Chapter 35: The Last Supper. (continued)

"But," said Madame Fouquet, recovered from her fright, "you are not going so soon, monsieur le capitaine, as not to do us the honor to take a seat with us?"

"Madame, I should esteem that a great honor done me, but I am so pressed for time, that, you see, I have been obliged to permit myself to interrupt your repast to procure payment of my note."

"The reply to which shall be gold," said Fouquet, making a sign to his intendant, who went out with the order D'Artagnan handed him.

"Oh!" said the latter, "I was not uneasy about the payment; the house is good."

A painful smile passed over the pale features of Fouquet.

"Are you in pain?" asked Madame de Belliere.

"Do you feel your attack coming on?" asked Madame Fouquet.

"Neither, thank you both," said Fouquet.

"Your attack?" said D'Artagnan, in his turn; "are you unwell, monseigneur?"

"I have a tertian fever, which seized me after the fete at Vaux."

"Caught cold in the grottos, at night, perhaps?"

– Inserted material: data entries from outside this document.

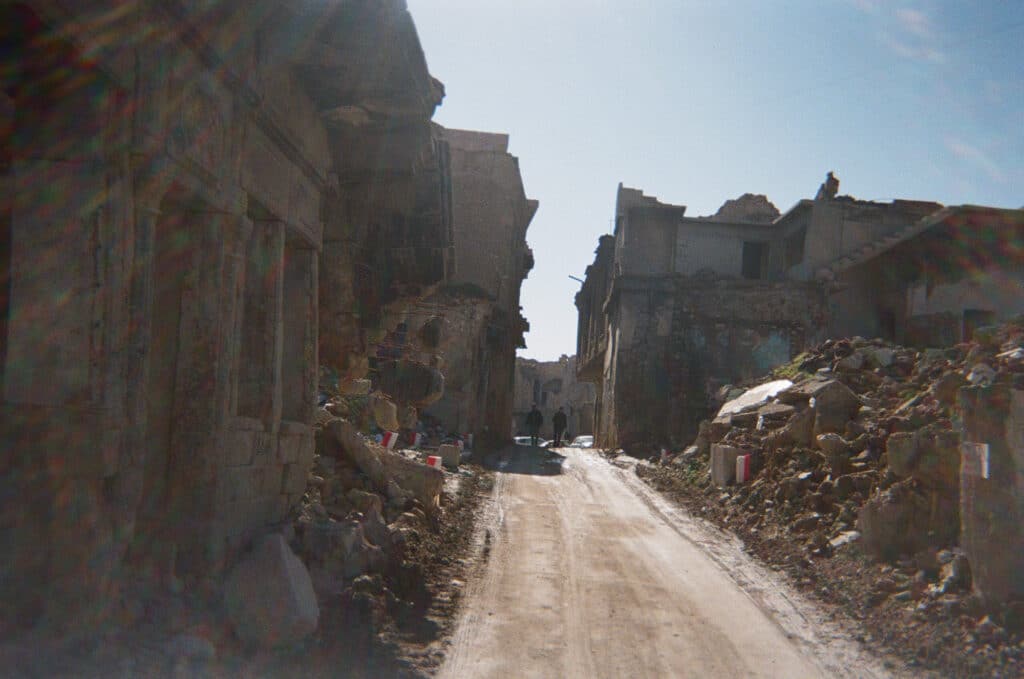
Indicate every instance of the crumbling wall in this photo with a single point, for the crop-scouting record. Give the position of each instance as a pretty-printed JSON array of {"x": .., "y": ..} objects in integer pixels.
[
  {"x": 551, "y": 385},
  {"x": 992, "y": 490},
  {"x": 489, "y": 216},
  {"x": 682, "y": 339},
  {"x": 161, "y": 224}
]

"No, no; nothing but agitation, that was all."

"The too much heart you displayed in your reception of the king," said La Fontaine, quietly, without suspicion that he was uttering a sacrilege.

"We cannot devote too much heart to the reception of our king," said Fouquet, mildly, to his poet.

"Monsieur meant to say the too great ardor," interrupted D'Artagnan, with perfect frankness and much amenity. "The fact is, monseigneur, that hospitality was never practiced as at Vaux."